Люди работали дни и ночи. Тысячи винтовок, собранные по селам и станицам кружками коммунистической молодежи, ждали ремонта. Крестьяне и казаки охотно отдавали берданы, двустволки, винчестеры, старинные кремневки.

Костров приехал на завод, чтобы выяснить, как обстоят дела, и побеседовать с рабочими. Хотелось ему повидаться с дочерью, которая поступила сюда работать.

В дверях цеха его встретил Дубровин.

- Богдан Дмитриевич, первая партия винтовок готова.

- Сколько?

- Две тысячи шестьсот штук.

- Сейчас же отправить!

- Сейчас нет свободных людей.

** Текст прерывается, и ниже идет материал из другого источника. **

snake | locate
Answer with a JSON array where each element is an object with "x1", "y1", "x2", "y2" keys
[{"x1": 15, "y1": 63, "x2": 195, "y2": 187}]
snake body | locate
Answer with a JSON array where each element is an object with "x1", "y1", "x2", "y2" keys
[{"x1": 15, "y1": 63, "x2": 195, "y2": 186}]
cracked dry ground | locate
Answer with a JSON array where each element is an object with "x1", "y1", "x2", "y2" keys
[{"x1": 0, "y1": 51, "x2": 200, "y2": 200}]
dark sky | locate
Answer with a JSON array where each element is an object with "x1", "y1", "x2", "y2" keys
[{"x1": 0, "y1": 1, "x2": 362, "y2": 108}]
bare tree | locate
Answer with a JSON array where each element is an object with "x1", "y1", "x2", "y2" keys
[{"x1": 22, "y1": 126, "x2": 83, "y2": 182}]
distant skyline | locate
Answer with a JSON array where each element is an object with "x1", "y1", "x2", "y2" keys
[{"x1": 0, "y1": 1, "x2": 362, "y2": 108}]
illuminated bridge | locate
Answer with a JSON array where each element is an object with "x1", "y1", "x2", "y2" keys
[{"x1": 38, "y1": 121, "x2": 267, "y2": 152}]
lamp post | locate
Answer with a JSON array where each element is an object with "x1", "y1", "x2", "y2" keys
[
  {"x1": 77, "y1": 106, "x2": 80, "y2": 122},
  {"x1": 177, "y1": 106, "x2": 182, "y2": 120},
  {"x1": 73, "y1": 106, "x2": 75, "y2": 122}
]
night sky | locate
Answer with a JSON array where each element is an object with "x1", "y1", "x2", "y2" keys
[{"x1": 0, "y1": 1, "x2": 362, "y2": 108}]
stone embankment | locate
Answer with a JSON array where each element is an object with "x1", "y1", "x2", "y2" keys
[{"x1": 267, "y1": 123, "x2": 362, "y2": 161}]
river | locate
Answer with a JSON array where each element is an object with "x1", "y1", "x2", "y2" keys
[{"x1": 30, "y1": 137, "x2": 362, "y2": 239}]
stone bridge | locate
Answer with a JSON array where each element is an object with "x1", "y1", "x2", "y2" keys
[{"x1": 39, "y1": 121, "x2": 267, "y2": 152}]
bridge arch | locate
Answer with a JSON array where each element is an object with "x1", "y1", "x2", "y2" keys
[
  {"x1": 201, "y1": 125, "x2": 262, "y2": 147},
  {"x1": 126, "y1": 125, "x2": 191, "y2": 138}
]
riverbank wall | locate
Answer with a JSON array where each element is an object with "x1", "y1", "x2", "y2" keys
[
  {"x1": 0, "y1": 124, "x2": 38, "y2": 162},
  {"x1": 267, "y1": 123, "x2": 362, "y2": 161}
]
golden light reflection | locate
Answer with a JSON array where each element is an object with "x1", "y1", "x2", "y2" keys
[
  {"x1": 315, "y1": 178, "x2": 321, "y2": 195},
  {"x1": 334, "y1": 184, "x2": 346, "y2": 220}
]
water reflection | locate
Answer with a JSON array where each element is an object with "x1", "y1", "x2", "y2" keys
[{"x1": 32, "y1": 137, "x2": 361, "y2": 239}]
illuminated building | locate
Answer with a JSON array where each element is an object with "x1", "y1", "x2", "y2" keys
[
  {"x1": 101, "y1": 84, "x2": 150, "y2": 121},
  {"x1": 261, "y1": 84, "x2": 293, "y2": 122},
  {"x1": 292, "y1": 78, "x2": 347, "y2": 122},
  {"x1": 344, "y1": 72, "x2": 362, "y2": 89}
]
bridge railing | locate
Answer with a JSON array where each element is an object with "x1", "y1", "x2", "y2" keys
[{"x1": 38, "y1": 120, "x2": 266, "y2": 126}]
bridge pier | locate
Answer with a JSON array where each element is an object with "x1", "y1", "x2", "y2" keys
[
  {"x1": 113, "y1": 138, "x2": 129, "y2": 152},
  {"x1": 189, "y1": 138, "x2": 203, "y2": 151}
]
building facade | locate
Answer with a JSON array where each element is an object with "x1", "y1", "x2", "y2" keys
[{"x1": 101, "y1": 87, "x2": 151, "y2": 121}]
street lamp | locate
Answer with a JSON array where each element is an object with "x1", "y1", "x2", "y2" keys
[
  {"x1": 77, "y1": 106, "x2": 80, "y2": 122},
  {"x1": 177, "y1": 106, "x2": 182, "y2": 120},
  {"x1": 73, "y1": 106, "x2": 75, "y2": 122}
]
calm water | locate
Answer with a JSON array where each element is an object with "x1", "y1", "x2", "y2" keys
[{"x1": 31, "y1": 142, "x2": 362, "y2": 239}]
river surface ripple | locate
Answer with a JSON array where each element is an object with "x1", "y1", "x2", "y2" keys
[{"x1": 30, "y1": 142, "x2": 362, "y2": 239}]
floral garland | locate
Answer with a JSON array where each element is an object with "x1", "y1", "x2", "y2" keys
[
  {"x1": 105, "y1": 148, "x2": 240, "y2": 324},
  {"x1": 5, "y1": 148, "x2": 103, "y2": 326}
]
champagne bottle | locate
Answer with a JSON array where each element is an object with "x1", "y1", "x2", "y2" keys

Может, до утра?

- Каждая минута дорога. Надо поддержать Сергея Лазо.

Через полчаса Дубровин доложил, что груз отправлен на товарную станцию.

- Кончай, Володя, свое дежурство, иди отдыхай, я здесь до утра.

К Кострову подошел мастер Фрол Чубатый, жилистый, подвижный. Седая грива украшала его голову, свисали седые усы, длинные, как у запорожца. Взгляд острый, цепкий. От него пахло горелым каменным углем, жженой глиной, окалиной. Мельчайшая черная пыль въелась в лицо.

- Скоро, Митрич, еще одна пушечка будет готова! Пушечки, волчья сыть, не хуже крупповских.

- А со снарядами как?

- Маракуем помаленьку. Свинца для шрапнели не хватает, нутро рубленым железом начиняем. Две тысячи можно отправлять Лазо, дай ему бог здоровья. Бьет белых-то?

- Бьет. Бегут без оглядки.

Мастер закатился старческим смехом.

- Вот и хорошо, волчья сыть. У зайца для того и ноги длинные, чтобы бегать. Как с хлебом? Второй день не выдают.